Bridge strikes close road for five months

Network Rail is warning lorry drivers to always know the height of their vehicles after repeated bridge strikes forced a road in Birmingham to close for five months while complex repairs are made.

The bridge, which carries the railway over Landor Street in the Bordesley Green area of the city, has been hit 32 times since 2009.

That was when a special collision protection beam was fitted to reinforce the bridge but now it has to be replaced.

After 10 years of continual bridge bashes the beam was damaged beyond repair on January 9 prompting an emergency road closure.

Engineers are now having to design and make a new steel protection beam before refitting it.

Network Rail is aiming to complete its repairs and reopen the road in late July.

Piers Burford, project manager for Network Rail, said: “Considerable efforts have been made in the past to protect this bridge from damage but despite this, careless drivers have once again forced Landor Street’s closure.

“Without a collision protection beam in place the bridge is vulnerable with potentially catastrophic consequences should it be hit by a vehicle again.

“Bridge strikes are entirely avoidable, cost taxpayers millions of pounds and cause delays to tens of thousands of rail passengers every year.

“The closure of Landor Street has also caused motorists and businesses in the area considerable disruption throughout 2019.”

The resulting road closure is causing huge frustration to local business owners who rely on passing trade. 

He explained: “I have personally spoken to business owners impacted by the road closure.

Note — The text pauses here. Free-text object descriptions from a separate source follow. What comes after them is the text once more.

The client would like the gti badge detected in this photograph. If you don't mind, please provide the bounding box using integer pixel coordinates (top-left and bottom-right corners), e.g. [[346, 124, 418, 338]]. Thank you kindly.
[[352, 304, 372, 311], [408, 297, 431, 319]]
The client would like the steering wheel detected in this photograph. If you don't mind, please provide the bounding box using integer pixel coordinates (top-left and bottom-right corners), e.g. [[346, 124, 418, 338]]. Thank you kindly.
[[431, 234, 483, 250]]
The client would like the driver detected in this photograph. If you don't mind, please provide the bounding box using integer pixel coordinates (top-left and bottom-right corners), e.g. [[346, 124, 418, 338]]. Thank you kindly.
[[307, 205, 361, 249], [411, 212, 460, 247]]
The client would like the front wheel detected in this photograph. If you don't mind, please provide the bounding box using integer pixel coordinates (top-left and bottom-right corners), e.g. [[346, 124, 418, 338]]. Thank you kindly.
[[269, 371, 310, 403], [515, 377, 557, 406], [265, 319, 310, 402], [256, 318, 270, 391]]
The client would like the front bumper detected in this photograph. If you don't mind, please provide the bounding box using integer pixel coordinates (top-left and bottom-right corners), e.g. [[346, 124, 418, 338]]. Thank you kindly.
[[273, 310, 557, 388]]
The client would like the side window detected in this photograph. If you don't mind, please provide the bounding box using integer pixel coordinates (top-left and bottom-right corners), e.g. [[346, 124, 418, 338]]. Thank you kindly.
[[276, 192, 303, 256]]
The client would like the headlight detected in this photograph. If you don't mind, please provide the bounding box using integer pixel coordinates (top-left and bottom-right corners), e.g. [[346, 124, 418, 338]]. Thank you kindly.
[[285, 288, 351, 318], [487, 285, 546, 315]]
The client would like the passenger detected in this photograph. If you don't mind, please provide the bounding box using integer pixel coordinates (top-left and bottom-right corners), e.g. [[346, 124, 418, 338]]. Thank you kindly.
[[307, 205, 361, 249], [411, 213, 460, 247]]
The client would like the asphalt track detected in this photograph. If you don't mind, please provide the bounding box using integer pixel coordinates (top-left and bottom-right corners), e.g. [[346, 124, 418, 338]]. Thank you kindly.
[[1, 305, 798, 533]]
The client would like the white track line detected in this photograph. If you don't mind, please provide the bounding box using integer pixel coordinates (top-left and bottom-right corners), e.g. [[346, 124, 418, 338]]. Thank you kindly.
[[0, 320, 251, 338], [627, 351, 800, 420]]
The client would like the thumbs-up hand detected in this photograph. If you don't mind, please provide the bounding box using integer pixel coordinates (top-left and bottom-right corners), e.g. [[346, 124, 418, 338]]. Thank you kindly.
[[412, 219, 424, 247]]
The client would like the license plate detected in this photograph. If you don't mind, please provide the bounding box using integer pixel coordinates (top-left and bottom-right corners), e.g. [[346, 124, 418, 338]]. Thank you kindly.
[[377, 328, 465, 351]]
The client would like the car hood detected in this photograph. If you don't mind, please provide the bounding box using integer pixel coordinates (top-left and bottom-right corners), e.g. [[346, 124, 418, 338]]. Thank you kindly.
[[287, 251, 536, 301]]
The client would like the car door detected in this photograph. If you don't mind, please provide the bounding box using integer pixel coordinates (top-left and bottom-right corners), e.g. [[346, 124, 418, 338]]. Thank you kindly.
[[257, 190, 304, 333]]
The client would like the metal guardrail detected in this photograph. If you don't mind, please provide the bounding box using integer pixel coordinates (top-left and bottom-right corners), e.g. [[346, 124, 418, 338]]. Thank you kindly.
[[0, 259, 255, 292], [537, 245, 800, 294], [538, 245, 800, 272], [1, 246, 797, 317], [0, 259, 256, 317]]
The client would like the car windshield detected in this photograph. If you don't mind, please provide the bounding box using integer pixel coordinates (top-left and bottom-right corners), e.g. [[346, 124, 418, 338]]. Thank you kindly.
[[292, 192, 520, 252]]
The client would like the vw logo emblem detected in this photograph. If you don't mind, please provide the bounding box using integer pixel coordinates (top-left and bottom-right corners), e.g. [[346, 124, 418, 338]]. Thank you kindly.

I understand their frustrations. I want to remind people that these sole traders remain open for business.

“July 2019 is the shortest feasible timeframe to achieve the complex repair needed to make the bridge safe again. If we can go quicker than that, we will.”

On May 31, Network Rail, Birmingham City Council and Birmingham Ladywood MP Shabana Mahmood met with affected businesses to discuss the efforts being made to get the bridge fixed and get Landor Street reopened.

Shabana Mahmood, MP for Birmingham Ladywood, said: “It’s been constructive to meet with local residents and business owners affected by the Landor Street closure to discuss the efforts being made to reopen this road as soon as possible. 

“I’ll be continuing to work closely with local business owners, Network Rail and Birmingham City Council to ensure this closure is brought to an end at the earliest possible opportunity.

“While I understand this has been a frustrating period for local businesses, I am pleased that Network Rail are now engaging with the people affected in this way to help address their ongoing concerns.

“I’d like to thank the business owners who came to meet with us and for their continuing patience as this work progresses.”

Cllr Waseem Zaffar, cabinet member for transport and environment at Birmingham City Council, added: “I would urge drivers of HGVs to ensure they are fully aware of the height of their vehicles in order to avoid striking bridges.

“In the case of Landor Street, this has happened repeatedly and has caused significant disruption to small business owners due to the resulting road closure impacting on trade.

“I look forward to seeing the bridge repaired and the road reopened, but there must be an onus on drivers to ensure that their vehicles will fit under the bridge to ensure we avoid a repeat of this situation in future.”

On average five entirely avoidable railway bridge strikes take place every day across Britain, costing the taxpayer £23 million a year.

Research shows 43% of lorry drivers admit to not measuring their vehicle before heading out on the road, while 52% admit to not taking low bridges into account.

To combat this, Network Rail has launched its 'Lorries can't limbo' campaign aimed at professional HGV drivers and others who drive high-sided vehicles.

It includes online training and guidance in several languages to help drivers and logistics companies plan their routes to avoid bridge strikes.